Who decides what dinosaurs looked like?
It's not just scientists. Since the 1830s, artists have tried their hand at depicting ancient creatures we'll never see in real life. Their look at an imagined past has made its way into textbooks, museums and the popular consciousness.
A new book delves into the history of those colorful imaginings. "Paleoart: Visions of the Prehistoric Past" is packed with paintings, sculptures, murals and other art culled from archives, private collections and museums all over the world.
Walton Ford, an artist known for creating complex naturalist-style illustrations of imagined scenarios, curated the collection along with writer Zöe Lescaze. Together, they tell the history of paleo art from 1830 to 1990. The art form started when dinosaurs won widespread attention in the Victorian era.

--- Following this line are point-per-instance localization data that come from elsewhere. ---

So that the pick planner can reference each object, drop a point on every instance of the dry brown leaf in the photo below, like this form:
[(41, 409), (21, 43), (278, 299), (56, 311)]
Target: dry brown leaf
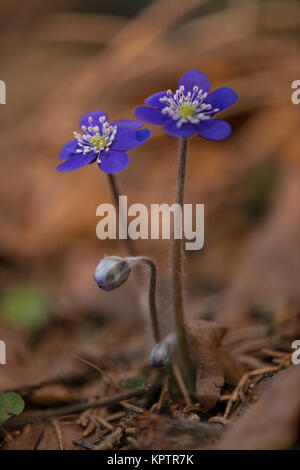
[(52, 395), (214, 366), (273, 421)]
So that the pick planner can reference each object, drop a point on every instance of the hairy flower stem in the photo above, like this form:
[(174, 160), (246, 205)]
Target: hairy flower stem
[(176, 254), (135, 261)]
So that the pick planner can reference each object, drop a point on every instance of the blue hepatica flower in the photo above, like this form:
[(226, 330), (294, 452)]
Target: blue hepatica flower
[(190, 110), (102, 142)]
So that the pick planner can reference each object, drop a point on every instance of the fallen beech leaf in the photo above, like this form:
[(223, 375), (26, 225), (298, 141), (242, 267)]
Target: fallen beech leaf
[(273, 421), (52, 395), (214, 366)]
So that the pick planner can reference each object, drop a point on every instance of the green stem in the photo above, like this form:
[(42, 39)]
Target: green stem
[(183, 347)]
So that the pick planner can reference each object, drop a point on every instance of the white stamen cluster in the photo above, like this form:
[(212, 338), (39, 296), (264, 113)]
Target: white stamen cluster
[(188, 107), (92, 140)]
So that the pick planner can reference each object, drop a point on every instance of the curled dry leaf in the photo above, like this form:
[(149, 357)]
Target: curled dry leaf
[(214, 366), (51, 395), (273, 421)]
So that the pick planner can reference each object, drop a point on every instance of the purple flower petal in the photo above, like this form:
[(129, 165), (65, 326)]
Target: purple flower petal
[(214, 129), (154, 100), (222, 98), (68, 150), (194, 78), (185, 130), (150, 115), (84, 120), (113, 161), (75, 162), (129, 140), (127, 125)]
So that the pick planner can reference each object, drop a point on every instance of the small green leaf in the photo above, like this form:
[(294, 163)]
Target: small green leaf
[(24, 307), (134, 382), (11, 404)]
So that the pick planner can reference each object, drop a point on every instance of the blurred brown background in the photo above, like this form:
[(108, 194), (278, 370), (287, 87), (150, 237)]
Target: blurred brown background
[(62, 59)]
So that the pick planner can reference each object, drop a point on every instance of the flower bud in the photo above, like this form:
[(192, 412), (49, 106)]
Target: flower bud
[(161, 354), (111, 272)]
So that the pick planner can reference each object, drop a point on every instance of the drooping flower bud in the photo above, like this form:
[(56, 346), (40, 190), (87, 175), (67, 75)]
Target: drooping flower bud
[(161, 354), (112, 272)]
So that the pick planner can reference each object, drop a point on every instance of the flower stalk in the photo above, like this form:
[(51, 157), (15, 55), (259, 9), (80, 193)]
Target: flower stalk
[(113, 271), (176, 255), (152, 293)]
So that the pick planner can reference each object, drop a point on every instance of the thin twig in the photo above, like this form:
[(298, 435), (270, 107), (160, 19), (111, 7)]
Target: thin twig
[(58, 432), (34, 417)]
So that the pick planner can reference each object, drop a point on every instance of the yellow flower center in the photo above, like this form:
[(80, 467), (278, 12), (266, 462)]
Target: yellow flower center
[(98, 141), (186, 110)]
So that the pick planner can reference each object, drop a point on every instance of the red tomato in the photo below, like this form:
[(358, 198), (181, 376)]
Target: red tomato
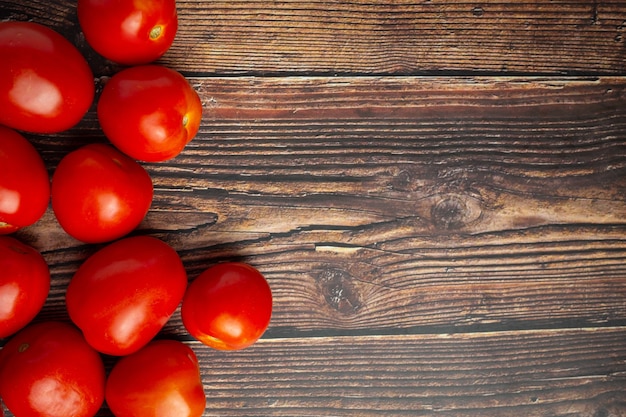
[(24, 284), (100, 194), (24, 182), (149, 112), (123, 295), (129, 32), (228, 306), (45, 83), (48, 370), (161, 379)]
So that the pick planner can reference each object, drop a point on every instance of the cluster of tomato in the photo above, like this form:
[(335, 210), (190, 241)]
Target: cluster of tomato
[(120, 297)]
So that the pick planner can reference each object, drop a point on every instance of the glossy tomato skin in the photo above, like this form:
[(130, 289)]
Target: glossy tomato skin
[(161, 379), (24, 284), (24, 182), (122, 295), (100, 194), (129, 32), (46, 85), (48, 370), (149, 112), (228, 306)]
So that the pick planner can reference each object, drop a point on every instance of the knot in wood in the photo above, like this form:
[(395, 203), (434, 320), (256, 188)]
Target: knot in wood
[(339, 291)]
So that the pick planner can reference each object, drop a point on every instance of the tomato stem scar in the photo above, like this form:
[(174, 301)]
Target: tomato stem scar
[(156, 32)]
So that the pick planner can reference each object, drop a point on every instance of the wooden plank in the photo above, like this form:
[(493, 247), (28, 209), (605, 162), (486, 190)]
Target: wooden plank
[(364, 37), (537, 373), (378, 205)]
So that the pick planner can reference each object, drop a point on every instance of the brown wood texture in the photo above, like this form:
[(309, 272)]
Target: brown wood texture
[(377, 37), (444, 244)]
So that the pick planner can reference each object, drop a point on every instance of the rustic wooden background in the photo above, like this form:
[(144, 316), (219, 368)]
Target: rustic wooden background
[(436, 191)]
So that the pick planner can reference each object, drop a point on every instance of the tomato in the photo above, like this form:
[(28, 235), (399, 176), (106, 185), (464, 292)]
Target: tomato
[(228, 306), (46, 85), (161, 379), (129, 32), (24, 284), (48, 370), (122, 295), (24, 182), (149, 112), (99, 194)]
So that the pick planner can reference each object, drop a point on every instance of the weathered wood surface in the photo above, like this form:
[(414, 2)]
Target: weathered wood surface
[(365, 37), (451, 244)]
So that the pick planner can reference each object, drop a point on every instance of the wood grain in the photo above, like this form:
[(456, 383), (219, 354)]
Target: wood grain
[(364, 37), (411, 204), (536, 373), (435, 190)]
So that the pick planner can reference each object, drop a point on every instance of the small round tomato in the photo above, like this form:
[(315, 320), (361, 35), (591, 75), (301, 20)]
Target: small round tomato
[(24, 182), (48, 370), (129, 32), (123, 295), (149, 112), (228, 306), (161, 379), (46, 85), (24, 284), (99, 194)]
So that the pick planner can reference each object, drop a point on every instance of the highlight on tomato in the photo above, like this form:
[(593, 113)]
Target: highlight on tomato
[(228, 306), (99, 194), (161, 379), (24, 284), (123, 294), (149, 112), (24, 182), (48, 370), (129, 32), (46, 85)]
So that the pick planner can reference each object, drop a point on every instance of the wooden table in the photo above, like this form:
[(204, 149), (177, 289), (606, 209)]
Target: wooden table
[(435, 190)]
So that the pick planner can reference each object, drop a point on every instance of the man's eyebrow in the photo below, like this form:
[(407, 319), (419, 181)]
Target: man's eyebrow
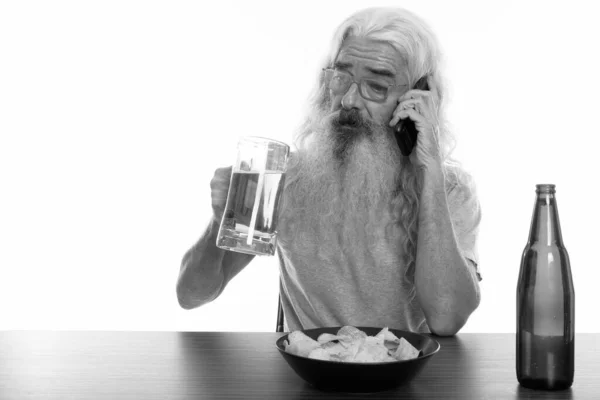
[(344, 66), (382, 72)]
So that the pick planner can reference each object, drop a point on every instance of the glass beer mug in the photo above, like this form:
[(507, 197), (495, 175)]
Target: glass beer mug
[(249, 223)]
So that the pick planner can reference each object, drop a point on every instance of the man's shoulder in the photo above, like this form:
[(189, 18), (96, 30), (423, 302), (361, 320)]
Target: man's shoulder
[(459, 180)]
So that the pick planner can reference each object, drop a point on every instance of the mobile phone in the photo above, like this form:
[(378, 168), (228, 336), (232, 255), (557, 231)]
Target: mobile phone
[(405, 130)]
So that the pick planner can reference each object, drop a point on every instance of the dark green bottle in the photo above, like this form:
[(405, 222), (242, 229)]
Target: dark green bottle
[(545, 302)]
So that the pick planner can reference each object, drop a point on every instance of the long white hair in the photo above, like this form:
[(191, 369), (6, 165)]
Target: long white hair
[(417, 44)]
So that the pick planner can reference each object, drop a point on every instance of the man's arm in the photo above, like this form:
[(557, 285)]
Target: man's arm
[(206, 270), (446, 283)]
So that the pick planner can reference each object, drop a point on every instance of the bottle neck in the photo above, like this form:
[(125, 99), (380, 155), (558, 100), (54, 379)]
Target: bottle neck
[(545, 225)]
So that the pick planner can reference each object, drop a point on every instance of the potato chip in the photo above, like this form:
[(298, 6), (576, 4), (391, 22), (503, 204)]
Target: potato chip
[(297, 336), (388, 336), (405, 351), (351, 332), (327, 337), (351, 345)]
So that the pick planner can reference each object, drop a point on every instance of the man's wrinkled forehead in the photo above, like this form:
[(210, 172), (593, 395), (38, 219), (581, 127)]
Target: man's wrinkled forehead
[(372, 54)]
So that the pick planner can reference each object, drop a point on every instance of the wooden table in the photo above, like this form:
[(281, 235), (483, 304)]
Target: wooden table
[(227, 365)]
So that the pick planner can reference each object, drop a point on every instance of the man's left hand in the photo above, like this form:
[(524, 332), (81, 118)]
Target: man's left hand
[(421, 107)]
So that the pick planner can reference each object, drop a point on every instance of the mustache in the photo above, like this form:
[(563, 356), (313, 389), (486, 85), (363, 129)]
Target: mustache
[(350, 118)]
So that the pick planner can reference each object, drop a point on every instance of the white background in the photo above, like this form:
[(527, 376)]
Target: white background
[(115, 114)]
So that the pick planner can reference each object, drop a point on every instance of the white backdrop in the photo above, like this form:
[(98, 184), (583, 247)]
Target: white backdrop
[(115, 114)]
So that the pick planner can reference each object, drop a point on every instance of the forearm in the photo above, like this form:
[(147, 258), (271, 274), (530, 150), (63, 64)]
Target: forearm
[(446, 284), (206, 269)]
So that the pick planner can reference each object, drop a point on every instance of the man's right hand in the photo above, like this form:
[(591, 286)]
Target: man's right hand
[(219, 186)]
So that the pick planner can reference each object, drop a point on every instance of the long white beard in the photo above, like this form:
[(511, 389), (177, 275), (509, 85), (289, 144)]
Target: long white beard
[(345, 193)]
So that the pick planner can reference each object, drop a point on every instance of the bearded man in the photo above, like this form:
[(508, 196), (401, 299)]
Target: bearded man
[(367, 236)]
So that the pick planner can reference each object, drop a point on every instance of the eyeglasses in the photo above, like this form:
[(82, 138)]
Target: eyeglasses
[(376, 90)]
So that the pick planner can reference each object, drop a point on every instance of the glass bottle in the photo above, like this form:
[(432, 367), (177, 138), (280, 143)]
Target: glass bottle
[(545, 302)]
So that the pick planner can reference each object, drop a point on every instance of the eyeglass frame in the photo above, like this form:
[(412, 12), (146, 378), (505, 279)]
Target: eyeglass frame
[(359, 83)]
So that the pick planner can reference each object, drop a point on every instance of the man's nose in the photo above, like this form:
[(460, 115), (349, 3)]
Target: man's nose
[(352, 98)]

With only bone fragments or skeletons to work from, artists improvised. They didn't always get it right: Because paleontology was far from infallible, artists often depicted dinosaurs that look nothing like the animals that current science suggests. And the artists projected the styles and social prejudices of their age onto the scenes they created, writes Lescaze, who finds evidence of British imperial ambitions in images of dominant dinosaurs in tropical climes.
The paleoart of recent decades has fewer erupting volcanoes and bloody underwater battles. But the old stuff isn't extinct: You can still spot memorable examples, such as Charles R. Knight's dramatic murals — packed with cave men, woolly mammoths and a riveting standoff between a T. rex and a triceratops — in Chicago's Field Museum.
With a list price of $100, the book is an investment. But for a dino lover, its coffee-table dimensions and nearly 300 pages of vivid illustrations mean the book is a worthy buy. Epic in size and scope, it's a passport to a past that no one ever witnessed — and that may be a journey worth the price.